Gina smiled and pushed her chin-length blond hair out of her face. “Maybe you’re the one with the X-rated mind, Krista.”
Will had said something similar last night. For heaven’s sakes, was it really that obvious?
Even now she was a bit surprised by the ease with which she and Will had talked last night. After eight years, she would have thought they’d be a little uncomfortable with each other. She had no intention of allowing their relationship to go beyond patient-therapist-friend, but she had enjoyed his company.
He’d looked tired when he’d left. Why wouldn’t he? He’d driven across two states, settled into a new apartment and had begun a new therapy program. He’d always had incredible stamina, but his fatigue, along with the fact that he’d confided in her about what didn’t happen between him and his former therapist, made her feelings toward him shift, swell, soften. She’d gone to bed humming last night, and she woke up the same way. For the first time in years, she hadn’t needed a cup of coffee to clear her mind and begin a new day.
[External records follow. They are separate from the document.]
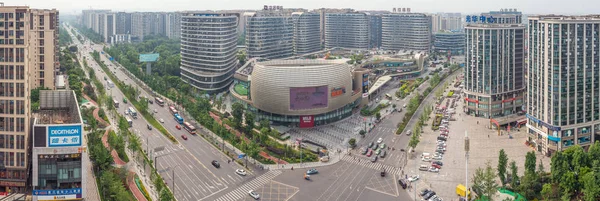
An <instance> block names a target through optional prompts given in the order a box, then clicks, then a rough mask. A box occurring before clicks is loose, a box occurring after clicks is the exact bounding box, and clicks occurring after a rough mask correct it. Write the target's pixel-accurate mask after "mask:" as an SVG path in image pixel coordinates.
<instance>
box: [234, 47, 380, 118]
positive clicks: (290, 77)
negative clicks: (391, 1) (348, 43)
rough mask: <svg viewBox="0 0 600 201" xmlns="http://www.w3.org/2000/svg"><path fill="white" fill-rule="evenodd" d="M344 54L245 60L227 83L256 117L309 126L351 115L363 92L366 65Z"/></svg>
mask: <svg viewBox="0 0 600 201" xmlns="http://www.w3.org/2000/svg"><path fill="white" fill-rule="evenodd" d="M346 62H347V60H346V59H334V60H324V59H302V60H271V61H264V62H253V61H251V62H249V63H248V64H247V65H245V66H244V67H242V68H240V69H239V70H238V71H237V72H236V75H235V76H234V78H235V79H234V84H233V85H232V86H231V87H230V88H229V91H230V92H231V94H232V96H233V98H234V99H236V100H237V101H239V102H241V103H243V104H245V105H246V106H247V108H248V109H249V110H250V111H252V112H254V113H255V114H256V117H257V119H259V120H260V119H266V120H269V121H271V122H273V123H274V124H276V125H286V126H292V127H300V128H309V127H314V126H319V125H325V124H328V123H332V122H336V121H339V120H341V119H344V118H346V117H349V116H350V115H352V111H353V109H355V108H357V107H358V106H359V105H360V104H361V101H362V100H363V98H362V97H364V96H363V94H366V93H367V92H368V87H369V79H368V75H369V74H368V72H369V70H368V69H363V68H359V69H352V68H351V66H350V65H348V64H347V63H346Z"/></svg>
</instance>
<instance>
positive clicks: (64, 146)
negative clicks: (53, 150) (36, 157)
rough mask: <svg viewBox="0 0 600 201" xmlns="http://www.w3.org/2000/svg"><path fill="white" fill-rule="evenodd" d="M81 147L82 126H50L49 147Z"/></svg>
mask: <svg viewBox="0 0 600 201" xmlns="http://www.w3.org/2000/svg"><path fill="white" fill-rule="evenodd" d="M71 146H81V125H64V126H48V147H71Z"/></svg>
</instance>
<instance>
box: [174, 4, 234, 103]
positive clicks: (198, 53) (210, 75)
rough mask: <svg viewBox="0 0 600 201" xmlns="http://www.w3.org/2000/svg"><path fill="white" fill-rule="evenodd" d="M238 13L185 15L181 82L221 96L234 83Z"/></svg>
mask: <svg viewBox="0 0 600 201" xmlns="http://www.w3.org/2000/svg"><path fill="white" fill-rule="evenodd" d="M238 19H239V14H238V13H215V12H206V13H196V12H186V13H182V17H181V79H182V80H183V81H184V82H187V83H188V84H190V85H191V86H193V87H195V88H196V89H198V90H202V91H205V92H207V93H219V92H221V91H224V90H227V87H228V86H229V85H230V84H231V82H233V79H232V78H233V74H234V73H235V69H236V66H237V65H238V63H239V60H238V59H237V57H236V53H237V48H236V45H237V40H238V33H237V23H238Z"/></svg>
“Krista, I don’t think I’ve ever seen so many sparks in your eyes,” Gina declared.
“These are sparks of battle,” she said. “I’m a little surprised by them myself.”
“This guy must really be sexy to have you in this good a mood first thing in the morning.”
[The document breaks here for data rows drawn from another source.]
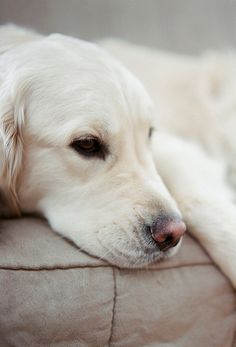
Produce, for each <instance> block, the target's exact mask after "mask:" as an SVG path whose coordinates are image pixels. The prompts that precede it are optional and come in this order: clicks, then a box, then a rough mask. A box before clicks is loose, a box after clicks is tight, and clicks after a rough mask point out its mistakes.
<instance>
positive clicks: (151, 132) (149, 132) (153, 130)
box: [148, 127, 154, 139]
mask: <svg viewBox="0 0 236 347" xmlns="http://www.w3.org/2000/svg"><path fill="white" fill-rule="evenodd" d="M153 131H154V127H150V128H149V132H148V138H149V139H150V138H151V137H152V134H153Z"/></svg>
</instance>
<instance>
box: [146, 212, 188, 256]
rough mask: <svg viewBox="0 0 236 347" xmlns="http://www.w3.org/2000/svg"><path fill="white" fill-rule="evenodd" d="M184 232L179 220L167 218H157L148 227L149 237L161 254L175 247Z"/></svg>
mask: <svg viewBox="0 0 236 347" xmlns="http://www.w3.org/2000/svg"><path fill="white" fill-rule="evenodd" d="M185 231H186V225H185V223H184V222H183V221H182V220H181V219H179V218H169V217H167V216H160V217H158V218H157V220H156V221H155V223H154V224H153V225H152V226H151V227H150V232H151V236H152V238H153V240H154V241H155V243H156V245H157V247H158V248H159V250H160V251H162V252H166V251H168V250H169V249H170V248H172V247H175V246H176V245H177V244H178V243H179V241H180V239H181V237H182V236H183V234H184V233H185Z"/></svg>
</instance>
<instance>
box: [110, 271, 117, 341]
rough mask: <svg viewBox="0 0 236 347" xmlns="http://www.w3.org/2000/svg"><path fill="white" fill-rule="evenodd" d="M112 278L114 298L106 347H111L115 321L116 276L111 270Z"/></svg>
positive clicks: (115, 299)
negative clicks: (111, 342) (112, 277)
mask: <svg viewBox="0 0 236 347" xmlns="http://www.w3.org/2000/svg"><path fill="white" fill-rule="evenodd" d="M112 276H113V285H114V296H113V307H112V317H111V331H110V337H109V340H108V347H111V342H112V337H113V328H114V320H115V307H116V298H117V288H116V276H115V269H114V268H113V269H112Z"/></svg>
“For heaven’s sakes, Gina. Our children are in the next room.” Krista glanced around. Finding the coast clear, she smiled grudgingly and said, “As a matter of fact, he is. But I’m not going to give in to the attraction. Forewarned is forearmed.”
“I don’t know,” Gina declared. “Maybe you should give another man a chance.”
Krista didn’t mind Gina’s candor. These conversations were as natural to them as the friendship they’d formed five years ago. Caring people made the world go round. They also made life worth living. Besides, Krista enjoyed teasing Gina just as much.
The voice of a singing dinosaur carried to their ears. Evidently, Tommy had turned the television on for the girls.